Yiannis breathed shallowly behind his mask, wondering if any normal person could ever accustom himself to the all-pervading smell. ‘I was just passing,’ he mumbled. ‘Thought I’d look in to check if there was any news.’
The corpse had lost its initial puffiness, and the skin colour had faded to a bluish pallor. The fingertips were stained with ink. Yiannis could see now that he had been a very handsome boy indeed.
‘The news is that there’s not a lot, macroscopically speaking.’ Kallenikos leaned over the table and laid a proprietory hand on the lifeless shoulder. He seemed to be addressing not Yiannis, but the corpse itself. ‘Some signs of angio-oedema, but no pharyngeal or laryngeal oedema. So, death was a result of shock rather than asphyxia. Anaphylactic, I’d say, but I’ll wait for Immunology on that. We can’t be completely sure until the mast-cell tryptase tests come back.’
&
nbsp; Yiannis nodded hastily; he would have asked Kallenikos to explain, but his stomach was expressing an extreme reluctance to prolong this interview with the dead. Saliva flowed into his mouth, and he swallowed hard.
‘So the bee stings killed him?’
‘As I said, subject to microscopic findings. You’ll have the report by fax.’
‘I’m obliged to you,’ muttered Yiannis.
Escaping to the corridor, he dropped his mask and bootees into the disposal bin, and headed for the lab. Two of the young assistants were bending over a horizontal light-box, but Theo’s small side office was empty, the blank computer-screen bustling with post-it notes. One of them fluttered to the floor when Yiannis entered.
Autopsia: to look for one’s self
He stuck the note back on the monitor, along with a message asking Theo to ring him. Leaving the ziploc bag which contained the Davidoff packet on the desk, he closed the door gently and took the lift up to the ground floor. Once outside, he leaned against the wall for a moment, breathing in the warm and ordinary air, trying to banish from his mind the memory of the long white hand that had made a pet or a cat of a shoulder.

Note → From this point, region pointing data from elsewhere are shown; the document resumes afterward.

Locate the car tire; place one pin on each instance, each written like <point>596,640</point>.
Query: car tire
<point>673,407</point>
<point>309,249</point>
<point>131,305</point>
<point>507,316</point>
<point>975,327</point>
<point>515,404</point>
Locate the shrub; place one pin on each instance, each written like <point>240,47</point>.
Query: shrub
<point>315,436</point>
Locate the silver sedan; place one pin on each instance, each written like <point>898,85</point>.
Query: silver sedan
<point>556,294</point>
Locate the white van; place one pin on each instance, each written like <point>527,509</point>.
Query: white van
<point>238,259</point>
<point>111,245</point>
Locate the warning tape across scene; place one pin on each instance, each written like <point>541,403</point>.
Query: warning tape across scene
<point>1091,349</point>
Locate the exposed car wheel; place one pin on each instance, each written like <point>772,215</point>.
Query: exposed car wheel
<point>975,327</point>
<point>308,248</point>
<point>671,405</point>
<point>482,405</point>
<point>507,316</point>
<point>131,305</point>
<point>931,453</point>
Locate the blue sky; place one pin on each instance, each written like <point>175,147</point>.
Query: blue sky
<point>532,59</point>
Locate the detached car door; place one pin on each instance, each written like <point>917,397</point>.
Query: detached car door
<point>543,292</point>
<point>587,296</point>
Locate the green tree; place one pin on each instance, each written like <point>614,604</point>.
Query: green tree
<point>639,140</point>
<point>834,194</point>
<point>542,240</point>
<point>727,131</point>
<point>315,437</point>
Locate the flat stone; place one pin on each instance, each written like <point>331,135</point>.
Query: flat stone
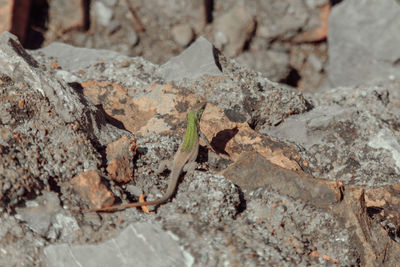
<point>252,171</point>
<point>89,187</point>
<point>73,58</point>
<point>182,34</point>
<point>363,42</point>
<point>197,60</point>
<point>119,159</point>
<point>140,244</point>
<point>237,25</point>
<point>38,214</point>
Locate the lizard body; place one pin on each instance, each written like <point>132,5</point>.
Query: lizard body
<point>184,160</point>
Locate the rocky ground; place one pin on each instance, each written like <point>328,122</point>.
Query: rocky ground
<point>300,176</point>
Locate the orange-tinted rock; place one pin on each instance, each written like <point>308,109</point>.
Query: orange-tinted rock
<point>88,185</point>
<point>234,138</point>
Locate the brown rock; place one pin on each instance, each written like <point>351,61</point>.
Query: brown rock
<point>88,185</point>
<point>120,159</point>
<point>252,171</point>
<point>319,33</point>
<point>375,245</point>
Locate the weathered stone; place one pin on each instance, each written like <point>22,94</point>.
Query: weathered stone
<point>120,159</point>
<point>197,60</point>
<point>182,34</point>
<point>139,244</point>
<point>39,213</point>
<point>236,27</point>
<point>89,187</point>
<point>363,42</point>
<point>251,171</point>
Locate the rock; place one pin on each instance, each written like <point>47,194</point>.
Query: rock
<point>143,244</point>
<point>273,64</point>
<point>347,130</point>
<point>120,159</point>
<point>89,187</point>
<point>236,27</point>
<point>82,58</point>
<point>182,34</point>
<point>251,171</point>
<point>363,42</point>
<point>103,13</point>
<point>15,18</point>
<point>222,197</point>
<point>40,213</point>
<point>64,16</point>
<point>197,60</point>
<point>281,20</point>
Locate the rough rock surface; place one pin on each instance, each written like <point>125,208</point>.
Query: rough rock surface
<point>363,42</point>
<point>53,130</point>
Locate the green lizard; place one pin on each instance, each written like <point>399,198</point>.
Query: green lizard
<point>184,160</point>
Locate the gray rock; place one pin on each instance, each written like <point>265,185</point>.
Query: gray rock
<point>182,34</point>
<point>197,60</point>
<point>281,20</point>
<point>233,29</point>
<point>274,64</point>
<point>140,244</point>
<point>22,67</point>
<point>349,135</point>
<point>45,217</point>
<point>39,213</point>
<point>363,42</point>
<point>103,13</point>
<point>73,58</point>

On his way to Police HQ on Dikeosinas Street Yiannis stopped off at the video-shop on Kalokairinou to pick up The Good Thief, which Theo had told him was a remake of Melville’s Bob le Flambeur, with the excellent Nick Nolte as Bob. A poster of the 1955 original had travelled with Yiannis to Australia and back, and since then had held pride of place on the wall of his living room: Fedoras and smoke, Colette Fleury in a transparent plastic raincoat, a beret glued to the back of her head.
If Bob the gambler drove a white Cadillac and kept a fruit machine in his wardrobe, in his dealings with the world, and particularly with women, Bob the man had an impeccable moral code.